The 24-year-old Aucklander was the first, and now she's also the last, to win the European Women's Cup (EWC) for road racing, although that's a status she's not so sure she wants.
Biddle won the inaugural EWC in 2015 -- that series ran in conjunction with the European Junior Cup (EJC) and the World Superbike Championships (WSBK) -- and she backed that up by retaining her title this season, but now she reports that, after running for just two years, the competition has been dissolved and will not be an option for her in 2017.
The double EWC champion from Orewa will possibly now have to be content with beating most of the boys back home in New Zealand, something she's been doing anyway with stunning regularity, for many years now.
However, she also has her fingers crossed that Dorna -- the worldwide promotion company for the WSBK competition -- will relent and again provide a female-only class of racing in 2017.
"They ran the EWC for only two years, and I won the title both years, but now they've shelved it.
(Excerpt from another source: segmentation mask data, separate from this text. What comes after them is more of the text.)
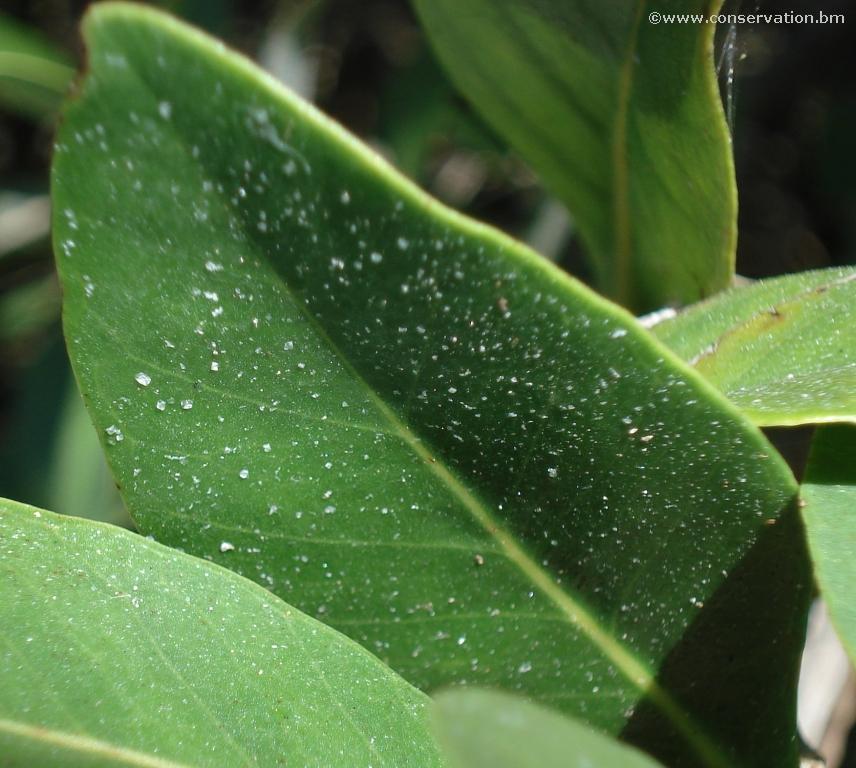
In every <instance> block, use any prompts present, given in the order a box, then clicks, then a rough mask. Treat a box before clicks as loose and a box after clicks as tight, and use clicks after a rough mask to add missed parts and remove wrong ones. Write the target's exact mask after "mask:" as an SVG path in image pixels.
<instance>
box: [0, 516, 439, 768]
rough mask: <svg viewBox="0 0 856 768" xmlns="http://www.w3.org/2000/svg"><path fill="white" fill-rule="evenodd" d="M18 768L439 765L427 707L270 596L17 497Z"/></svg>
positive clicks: (168, 554) (4, 518)
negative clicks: (48, 765) (22, 767)
mask: <svg viewBox="0 0 856 768" xmlns="http://www.w3.org/2000/svg"><path fill="white" fill-rule="evenodd" d="M0 642H2V646H3V652H2V653H0V690H2V691H3V695H2V696H0V754H2V763H3V765H4V766H12V767H14V766H22V767H23V766H28V767H29V766H37V765H44V766H47V765H50V766H105V767H106V766H141V767H145V768H189V767H190V766H200V767H201V766H217V767H218V768H219V766H225V765H236V766H237V765H254V766H280V765H292V764H294V765H297V764H299V765H318V766H343V767H344V766H347V768H352V767H353V766H359V765H375V766H390V768H393V767H394V768H399V766H407V765H413V766H417V765H418V766H423V765H424V766H439V765H441V763H442V761H441V760H440V758H439V755H438V752H437V747H436V745H435V741H434V738H433V736H432V735H431V733H430V731H429V727H428V711H427V704H428V700H427V698H426V697H425V696H424V695H423V694H421V693H419V692H418V691H416V690H414V689H413V688H411V687H410V686H409V685H407V683H405V682H404V681H403V680H402V679H401V678H399V677H398V676H397V675H395V674H394V673H392V672H391V671H390V670H389V669H388V668H387V667H385V666H384V665H383V664H381V663H380V662H379V661H378V660H377V659H375V658H373V657H372V656H371V655H370V654H368V653H366V651H365V650H364V649H362V648H360V647H359V646H358V645H356V644H355V643H353V642H352V641H350V640H348V639H347V638H345V637H343V636H342V635H340V634H339V633H338V632H335V631H333V630H331V629H329V628H328V627H325V626H323V625H322V624H319V623H318V622H316V621H314V620H312V619H310V618H309V617H307V616H304V615H303V614H301V613H299V612H298V611H296V610H294V609H293V608H291V607H290V606H288V605H286V604H285V603H283V602H282V601H280V600H278V599H277V598H275V597H273V596H272V595H271V594H270V593H269V592H266V591H265V590H263V589H261V588H259V587H258V586H256V585H255V584H253V583H251V582H249V581H247V580H245V579H242V578H240V577H239V576H236V575H235V574H233V573H230V572H229V571H226V570H223V569H221V568H218V567H216V566H213V565H211V564H209V563H204V562H202V561H201V560H198V559H196V558H192V557H189V556H187V555H184V554H180V553H178V552H176V551H175V550H171V549H167V548H166V547H163V546H161V545H159V544H156V543H154V542H152V541H148V540H146V539H144V538H143V537H141V536H138V535H135V534H132V533H129V532H127V531H124V530H122V529H120V528H115V527H113V526H108V525H103V524H100V523H92V522H90V521H85V520H80V519H76V518H70V517H60V516H58V515H53V514H51V513H50V512H42V511H40V510H37V509H34V508H32V507H25V506H23V505H21V504H16V503H14V502H9V501H5V500H2V501H0Z"/></svg>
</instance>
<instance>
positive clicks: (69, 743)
mask: <svg viewBox="0 0 856 768" xmlns="http://www.w3.org/2000/svg"><path fill="white" fill-rule="evenodd" d="M0 733H5V734H8V735H10V736H13V737H17V738H20V739H25V740H28V741H32V742H37V743H41V744H45V745H51V746H55V747H60V748H63V749H66V750H70V751H72V752H79V753H81V754H85V755H92V756H93V757H96V756H97V757H100V758H105V759H108V760H112V761H113V762H115V763H116V764H117V765H128V766H136V767H137V768H193V767H192V766H190V765H188V764H187V763H177V762H175V761H174V760H164V759H162V758H159V757H153V756H151V755H147V754H145V753H143V752H138V751H137V750H134V749H127V748H126V747H121V746H119V745H117V744H113V743H111V742H109V741H103V740H101V739H94V738H92V737H91V736H80V735H78V734H75V733H69V732H68V731H60V730H57V729H55V728H44V727H39V726H32V725H28V724H26V723H19V722H16V721H14V720H7V719H5V718H0Z"/></svg>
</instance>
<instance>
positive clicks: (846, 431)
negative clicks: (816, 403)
mask: <svg viewBox="0 0 856 768" xmlns="http://www.w3.org/2000/svg"><path fill="white" fill-rule="evenodd" d="M801 495H802V499H803V505H804V506H803V517H804V519H805V526H806V533H807V534H808V542H809V549H810V551H811V556H812V560H813V561H814V569H815V578H816V579H817V583H818V586H819V587H820V591H821V594H822V595H823V599H824V600H825V601H826V605H827V608H828V609H829V615H830V617H831V619H832V622H833V624H834V625H835V628H836V629H837V630H838V634H839V637H840V638H841V642H842V644H843V645H844V647H845V648H846V649H847V652H848V653H849V654H850V658H851V659H852V660H853V662H854V663H856V601H854V599H853V585H854V584H856V561H854V557H853V553H854V552H856V427H853V426H850V425H844V424H841V425H835V426H829V427H820V428H818V430H817V432H816V433H815V435H814V439H813V441H812V448H811V453H810V455H809V461H808V466H807V467H806V473H805V478H804V480H803V486H802V490H801Z"/></svg>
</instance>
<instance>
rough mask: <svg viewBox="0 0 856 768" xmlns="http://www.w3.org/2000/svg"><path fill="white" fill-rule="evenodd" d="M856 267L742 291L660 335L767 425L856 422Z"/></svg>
mask: <svg viewBox="0 0 856 768" xmlns="http://www.w3.org/2000/svg"><path fill="white" fill-rule="evenodd" d="M854 309H856V269H855V268H853V267H848V268H843V269H819V270H815V271H812V272H800V273H799V274H795V275H788V276H786V277H778V278H774V279H772V280H762V281H759V282H757V283H753V284H751V285H749V286H747V287H743V288H734V289H732V290H730V291H727V292H726V293H723V294H720V295H719V296H716V297H715V298H712V299H709V300H708V301H705V302H702V303H701V304H698V305H696V306H694V307H690V308H688V309H686V310H685V311H683V312H681V313H680V314H678V315H677V316H676V317H675V318H673V319H671V320H667V321H665V322H662V323H660V324H658V325H656V326H654V328H653V329H652V330H653V333H654V335H655V336H657V337H658V338H659V339H660V341H662V342H663V343H664V344H666V345H667V346H669V347H671V349H672V350H674V351H675V352H677V354H678V355H680V356H681V357H682V358H683V359H684V360H686V361H687V362H689V364H690V365H692V366H693V367H694V368H695V369H696V370H697V371H698V372H699V373H702V374H703V375H704V376H705V377H706V378H707V379H708V380H710V381H711V382H712V383H713V384H714V385H716V386H717V387H718V388H719V389H720V390H722V392H724V393H725V395H726V396H727V397H728V398H729V400H731V401H732V402H733V403H735V404H736V405H738V406H739V407H740V408H741V410H742V411H743V412H744V413H745V414H746V416H748V417H749V418H750V419H752V421H753V422H755V424H758V425H760V426H765V427H768V426H794V425H797V424H812V423H818V422H833V421H847V422H856V323H854V322H853V313H854Z"/></svg>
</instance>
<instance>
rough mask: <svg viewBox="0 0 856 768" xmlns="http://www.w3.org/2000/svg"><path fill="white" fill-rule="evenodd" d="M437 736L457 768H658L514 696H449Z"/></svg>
mask: <svg viewBox="0 0 856 768" xmlns="http://www.w3.org/2000/svg"><path fill="white" fill-rule="evenodd" d="M435 720H436V727H437V731H438V733H439V734H440V738H441V741H442V743H443V744H444V746H445V747H446V749H447V751H448V753H449V756H450V760H451V761H452V765H453V766H455V767H456V768H592V766H597V768H656V766H657V765H658V763H655V762H654V761H653V760H651V759H650V758H649V757H646V756H645V755H643V754H642V753H641V752H637V751H636V750H634V749H629V748H628V747H625V746H622V745H620V744H618V743H616V742H615V741H613V740H611V739H608V738H607V737H605V736H601V735H600V734H598V733H596V732H595V731H592V730H591V729H590V728H587V727H586V726H584V725H582V724H580V723H578V722H576V721H575V720H571V719H569V718H565V717H561V716H560V715H558V714H556V713H555V712H551V711H550V710H548V709H544V708H543V707H539V706H536V705H534V704H531V703H529V702H527V701H525V700H524V699H522V698H520V697H517V696H509V695H508V694H504V693H497V692H494V691H480V690H472V691H449V692H446V693H442V694H441V695H440V696H439V697H438V698H437V701H436V703H435Z"/></svg>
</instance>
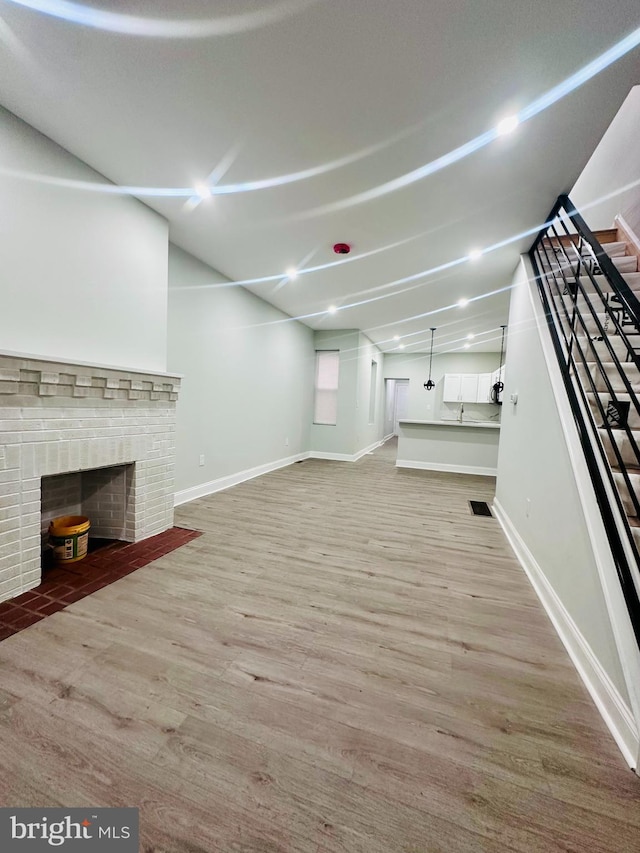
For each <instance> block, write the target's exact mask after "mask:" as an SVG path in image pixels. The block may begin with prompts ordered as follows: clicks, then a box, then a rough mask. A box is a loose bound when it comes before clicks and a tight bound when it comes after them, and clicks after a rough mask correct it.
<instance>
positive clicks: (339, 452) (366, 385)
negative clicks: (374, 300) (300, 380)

Instead they are installing a 300cc championship, to run alongside the 600cc and superbike championships, but that's a shame for people like me who so much enjoyed the EWC and EJC series," says Biddle.
"I won the EWC in 2015 and 2016 and that is a huge honour, but it will cost me a lot of money, about €50,000, to buy myself a ride in the 300cc championship.
"I hope Dorna will look again at providing a special competition for the women, although that's not likely. I do believe that women can be competitive with the men in this sport anyway," she says.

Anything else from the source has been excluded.